Intrinsic Semiconductor Conductivity Calculator

Calculator Inputs

Use cm-based mobility and density units. The calculator returns conductivity in both S/cm and S/m.

Temperature (K)

Band Gap E_g (eV)

Electron Mobility μ_n (cm²/V·s)

Hole Mobility μ_p (cm²/V·s)

Conduction Band Density N_c (cm^-3)

Valence Band Density N_v (cm^-3)

Electric Field E (V/cm)

Plot Minimum Temperature (K)

Plot Maximum Temperature (K)

Plot Points

Plotly Graph

The plot shows how conductivity and intrinsic carrier concentration vary across the selected temperature range.

Example Data Table

Material Case	Temperature (K)	Band Gap (eV)	μ_n (cm²/V·s)	μ_p (cm²/V·s)	n_i (cm^-3)	Conductivity (S/cm)
Silicon at 300 K	300	1.12	1,350	480	6.6759e+9	1.9574e-6
Germanium at 300 K	300	0.66	3,900	1,900	2.2586e+13	2.0988e-2
Gallium Arsenide at 300 K	300	1.42	8,500	400	2.1435e+6	3.0565e-9

Formula Used

Intrinsic carrier concentration

n_i = √(N_cN_v) × exp[ -E_g / (2kT) ]

Intrinsic conductivity

σ = q × n_i × (μ_n + μ_p)

Resistivity

ρ = 1 / σ

Current density

J = σ × E

Here, q is electron charge, k is Boltzmann’s constant, T is absolute temperature, E_g is band gap, N_c and N_v are effective density states, and μ_n, μ_p are carrier mobilities.

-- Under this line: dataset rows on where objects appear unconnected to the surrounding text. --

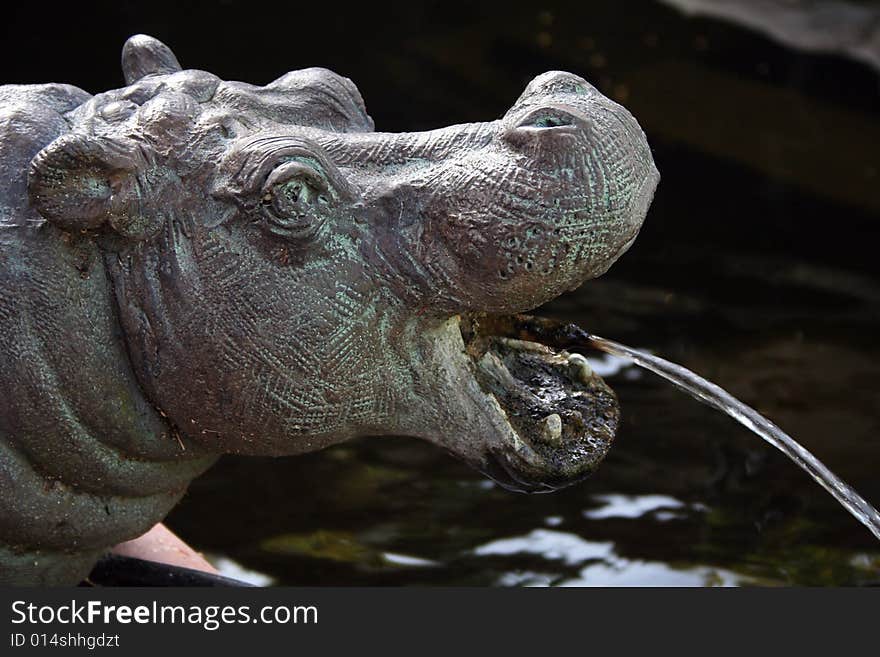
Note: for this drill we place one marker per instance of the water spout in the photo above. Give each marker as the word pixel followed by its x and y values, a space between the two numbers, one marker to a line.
pixel 570 336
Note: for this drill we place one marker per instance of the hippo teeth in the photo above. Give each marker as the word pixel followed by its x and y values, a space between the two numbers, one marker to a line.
pixel 555 403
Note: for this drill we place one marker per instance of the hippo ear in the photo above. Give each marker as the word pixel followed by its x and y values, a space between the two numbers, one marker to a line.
pixel 81 182
pixel 143 55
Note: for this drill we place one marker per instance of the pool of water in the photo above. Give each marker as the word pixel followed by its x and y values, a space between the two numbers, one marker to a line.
pixel 757 267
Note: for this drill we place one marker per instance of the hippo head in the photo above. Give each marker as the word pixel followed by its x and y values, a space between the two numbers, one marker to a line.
pixel 287 278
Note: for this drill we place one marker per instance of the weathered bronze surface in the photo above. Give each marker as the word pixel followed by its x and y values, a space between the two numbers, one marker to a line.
pixel 190 267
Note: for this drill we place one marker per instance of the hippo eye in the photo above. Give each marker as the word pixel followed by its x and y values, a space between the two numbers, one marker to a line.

This model is useful for estimating ideal intrinsic behavior. Real materials can deviate because of impurity levels, scattering changes, temperature-dependent mobility, and non-ideal band structure effects.

How to Use This Calculator

Enter the material temperature in kelvin.
Provide the semiconductor band gap in electron volts.
Enter electron and hole mobilities in cm²/V·s.
Fill in conduction and valence band density values.
Enter electric field if you want current density.
Set the temperature range for the graph.
Press Calculate Conductivity to show results.
Use the export buttons to save CSV or PDF copies.

FAQs

1. What does intrinsic semiconductor mean?

It means the semiconductor is pure and undoped. Electrons and holes are generated thermally, and their concentrations are equal under intrinsic conditions.

2. Why does conductivity increase with temperature?

Higher temperature creates more electron-hole pairs. This usually raises intrinsic carrier concentration strongly, which increases conductivity despite mobility changes.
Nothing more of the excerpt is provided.